Splinterweb Web Site Extraction and Mapping

Splinterweb Web Site Extraction and Mapping

This is a Perl program designed to extract a subset of a complete Web Site in a consistent fashion so all URL's linking to original site are correctly mapped either internally to new Web site or externally to original Web Site. Splinterweb will analyze all URL's in all files either specified directly or found recursively in a directory tree. URL's can be either relative or absolute and are converted if necessary in each case. There are some special options to support the WebWisdom delivery system. Splinterweb produces a log, which includes information on missing links discovered in conversion process. This log can be accumulated over several runs and analysis of missing links etc. can be performed from combined runs.
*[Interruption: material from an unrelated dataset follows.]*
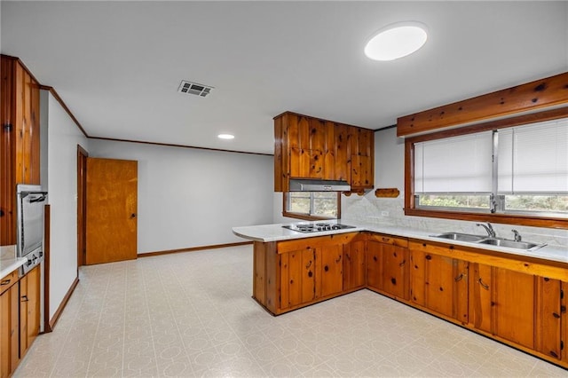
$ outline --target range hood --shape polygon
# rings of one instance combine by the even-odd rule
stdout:
[[[291,178],[290,192],[351,192],[347,181]]]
Splinterweb defines a "splinter" of the original Web Site and then can either produce in multiple runs or selectively update selected parts of the splinter. Splinterweb simply copies files unless they have .HTML or .HTM (any case) extension. In these cases, it reads file and converts any URL's discovered. URL's discovered in known tags are carefully converted with relative addressing if necessary. Other matched URL's are converted using simple pattern match that misses a relative URL outside a TAG.

Command Line

splinterweb optionfile wisdomtemplate readmetemplate

optionfile contains options defining features of conversion

wisdomtemplate is a special file defining master template for a file to be produced allowing WebWisdom to map URL's correctly. You can use default file of this name in distribution directory.

readmetemplate is a special file defining master template to be used to produced a header file describing the converted Web Site. You can use default file of this name in distribution directory.

Distribution directory has a sample runsplinter shell file.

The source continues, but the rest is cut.